This session is facilitated by Alexa Steinbrück
About this session
The session will start with a reflection on our relationship with voice assistants: it’s often surprising and fascinating how different people interact with these systems in their life.
Then we will go on by demystifying the technical inner workings of a voice assistant and pinpoint where is the AI in them.
Then we will look at how the makers of these tools construct a pseudo-humanity for them, focusing on their gendering as female and how that is problematic on many levels.
Finally, we will re-imagine and re-design these tools: In a hands-on exercise small groups of participants will imagine alternate personas for voice assistants. Can we imagine a non-female persona as an assistant? Can we approach AI in a non-anthropomorphic way?
Goals of this session
This session is a call to action towards questioning the ongoing humanisation of AI assistants, especially the gendering and “feminisation” of these systems and how that perpetuates (harmful) gender stereotypes.
This session should encourage people of diverse backgrounds and genders to question the status quo of voice assistants on the market and brainstorm how these systems can be designed differently, so that they do not rely on gender stereotypes.

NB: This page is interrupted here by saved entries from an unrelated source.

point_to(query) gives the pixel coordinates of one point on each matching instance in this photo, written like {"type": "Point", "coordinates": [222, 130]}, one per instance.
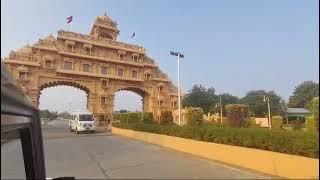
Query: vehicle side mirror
{"type": "Point", "coordinates": [63, 178]}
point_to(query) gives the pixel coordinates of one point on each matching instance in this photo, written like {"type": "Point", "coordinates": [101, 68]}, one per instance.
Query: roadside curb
{"type": "Point", "coordinates": [273, 163]}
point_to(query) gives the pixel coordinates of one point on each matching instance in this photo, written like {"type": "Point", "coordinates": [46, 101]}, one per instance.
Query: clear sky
{"type": "Point", "coordinates": [232, 45]}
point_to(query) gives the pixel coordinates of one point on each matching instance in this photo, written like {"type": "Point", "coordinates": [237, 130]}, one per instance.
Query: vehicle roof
{"type": "Point", "coordinates": [13, 100]}
{"type": "Point", "coordinates": [80, 112]}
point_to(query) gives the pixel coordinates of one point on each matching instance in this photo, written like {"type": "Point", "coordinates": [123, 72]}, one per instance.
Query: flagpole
{"type": "Point", "coordinates": [71, 25]}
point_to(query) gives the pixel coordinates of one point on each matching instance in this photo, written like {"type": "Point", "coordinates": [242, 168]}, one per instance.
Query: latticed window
{"type": "Point", "coordinates": [104, 70]}
{"type": "Point", "coordinates": [48, 63]}
{"type": "Point", "coordinates": [67, 65]}
{"type": "Point", "coordinates": [160, 103]}
{"type": "Point", "coordinates": [104, 83]}
{"type": "Point", "coordinates": [147, 76]}
{"type": "Point", "coordinates": [174, 104]}
{"type": "Point", "coordinates": [121, 56]}
{"type": "Point", "coordinates": [86, 67]}
{"type": "Point", "coordinates": [160, 88]}
{"type": "Point", "coordinates": [103, 100]}
{"type": "Point", "coordinates": [120, 72]}
{"type": "Point", "coordinates": [23, 75]}
{"type": "Point", "coordinates": [134, 74]}
{"type": "Point", "coordinates": [135, 58]}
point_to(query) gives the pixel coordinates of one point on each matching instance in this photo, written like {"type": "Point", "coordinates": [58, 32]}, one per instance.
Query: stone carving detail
{"type": "Point", "coordinates": [68, 69]}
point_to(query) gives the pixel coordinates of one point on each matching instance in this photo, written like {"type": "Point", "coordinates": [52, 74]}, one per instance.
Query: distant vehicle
{"type": "Point", "coordinates": [82, 121]}
{"type": "Point", "coordinates": [20, 120]}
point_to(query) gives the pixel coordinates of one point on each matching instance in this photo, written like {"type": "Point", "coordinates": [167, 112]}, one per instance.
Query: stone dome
{"type": "Point", "coordinates": [50, 38]}
{"type": "Point", "coordinates": [25, 50]}
{"type": "Point", "coordinates": [104, 19]}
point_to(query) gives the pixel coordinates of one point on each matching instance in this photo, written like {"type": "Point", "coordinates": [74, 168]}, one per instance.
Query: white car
{"type": "Point", "coordinates": [82, 121]}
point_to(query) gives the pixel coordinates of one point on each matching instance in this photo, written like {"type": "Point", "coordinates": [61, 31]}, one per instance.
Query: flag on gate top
{"type": "Point", "coordinates": [69, 19]}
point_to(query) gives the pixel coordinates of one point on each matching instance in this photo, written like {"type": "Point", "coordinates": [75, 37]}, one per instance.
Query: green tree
{"type": "Point", "coordinates": [303, 94]}
{"type": "Point", "coordinates": [226, 99]}
{"type": "Point", "coordinates": [194, 116]}
{"type": "Point", "coordinates": [237, 115]}
{"type": "Point", "coordinates": [199, 96]}
{"type": "Point", "coordinates": [259, 108]}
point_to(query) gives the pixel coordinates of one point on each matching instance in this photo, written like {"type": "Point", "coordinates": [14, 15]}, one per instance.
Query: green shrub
{"type": "Point", "coordinates": [276, 122]}
{"type": "Point", "coordinates": [166, 117]}
{"type": "Point", "coordinates": [194, 116]}
{"type": "Point", "coordinates": [290, 142]}
{"type": "Point", "coordinates": [148, 117]}
{"type": "Point", "coordinates": [296, 124]}
{"type": "Point", "coordinates": [237, 115]}
{"type": "Point", "coordinates": [311, 124]}
{"type": "Point", "coordinates": [315, 111]}
{"type": "Point", "coordinates": [252, 122]}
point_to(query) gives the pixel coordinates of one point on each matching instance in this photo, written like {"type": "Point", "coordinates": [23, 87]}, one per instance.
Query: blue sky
{"type": "Point", "coordinates": [232, 45]}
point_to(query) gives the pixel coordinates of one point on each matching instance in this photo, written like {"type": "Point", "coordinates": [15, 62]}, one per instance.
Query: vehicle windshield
{"type": "Point", "coordinates": [86, 117]}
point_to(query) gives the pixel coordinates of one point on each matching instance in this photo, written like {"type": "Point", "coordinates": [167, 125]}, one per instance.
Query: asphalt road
{"type": "Point", "coordinates": [106, 156]}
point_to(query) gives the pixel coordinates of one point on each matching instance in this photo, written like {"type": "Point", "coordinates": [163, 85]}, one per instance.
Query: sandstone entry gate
{"type": "Point", "coordinates": [98, 64]}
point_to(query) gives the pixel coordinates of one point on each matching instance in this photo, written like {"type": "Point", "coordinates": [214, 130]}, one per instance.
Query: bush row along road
{"type": "Point", "coordinates": [106, 156]}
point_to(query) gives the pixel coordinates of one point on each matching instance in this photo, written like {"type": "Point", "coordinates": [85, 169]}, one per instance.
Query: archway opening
{"type": "Point", "coordinates": [127, 101]}
{"type": "Point", "coordinates": [56, 102]}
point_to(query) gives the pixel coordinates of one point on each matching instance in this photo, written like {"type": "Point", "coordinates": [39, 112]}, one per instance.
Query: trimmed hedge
{"type": "Point", "coordinates": [290, 142]}
{"type": "Point", "coordinates": [148, 118]}
{"type": "Point", "coordinates": [194, 116]}
{"type": "Point", "coordinates": [311, 124]}
{"type": "Point", "coordinates": [166, 117]}
{"type": "Point", "coordinates": [276, 122]}
{"type": "Point", "coordinates": [237, 115]}
{"type": "Point", "coordinates": [315, 111]}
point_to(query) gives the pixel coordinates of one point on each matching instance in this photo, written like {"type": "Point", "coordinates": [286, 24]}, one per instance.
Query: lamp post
{"type": "Point", "coordinates": [266, 98]}
{"type": "Point", "coordinates": [221, 110]}
{"type": "Point", "coordinates": [179, 55]}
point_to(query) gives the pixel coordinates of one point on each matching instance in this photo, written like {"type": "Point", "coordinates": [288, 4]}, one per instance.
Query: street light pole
{"type": "Point", "coordinates": [221, 116]}
{"type": "Point", "coordinates": [179, 100]}
{"type": "Point", "coordinates": [179, 55]}
{"type": "Point", "coordinates": [266, 98]}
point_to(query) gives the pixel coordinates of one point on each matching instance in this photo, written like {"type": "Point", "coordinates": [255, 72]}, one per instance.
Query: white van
{"type": "Point", "coordinates": [82, 121]}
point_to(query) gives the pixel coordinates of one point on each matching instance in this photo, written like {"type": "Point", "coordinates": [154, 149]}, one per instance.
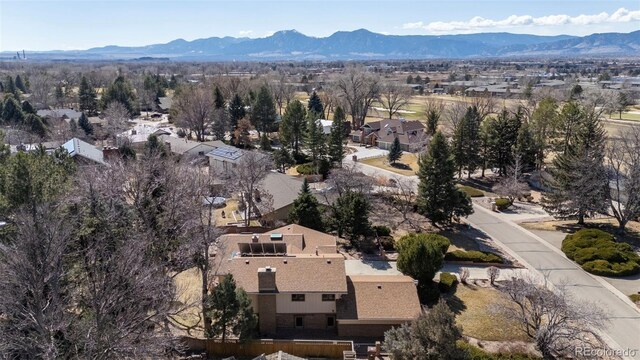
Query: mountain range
{"type": "Point", "coordinates": [366, 45]}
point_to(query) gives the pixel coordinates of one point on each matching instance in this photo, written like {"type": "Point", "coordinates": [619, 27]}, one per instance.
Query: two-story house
{"type": "Point", "coordinates": [297, 282]}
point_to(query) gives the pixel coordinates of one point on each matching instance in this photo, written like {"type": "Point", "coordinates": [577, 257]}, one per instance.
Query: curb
{"type": "Point", "coordinates": [600, 280]}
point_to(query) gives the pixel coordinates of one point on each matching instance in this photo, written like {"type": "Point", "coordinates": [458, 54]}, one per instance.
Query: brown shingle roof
{"type": "Point", "coordinates": [379, 297]}
{"type": "Point", "coordinates": [298, 275]}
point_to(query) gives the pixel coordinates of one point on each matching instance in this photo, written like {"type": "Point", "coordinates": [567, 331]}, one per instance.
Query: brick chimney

I would also like to raise awareness about the limitations of these AI systems. The humanisation of AI is a general problem because it suggests that AGI (Artificial General Intelligence) is already there, but it is not. News tend to use phrases as “An AI did this”, as if these systems have intentionality, consciousness and human-like flexible intelligence. Dissecting the anatomy of these systems is an important step in demystifiying AI.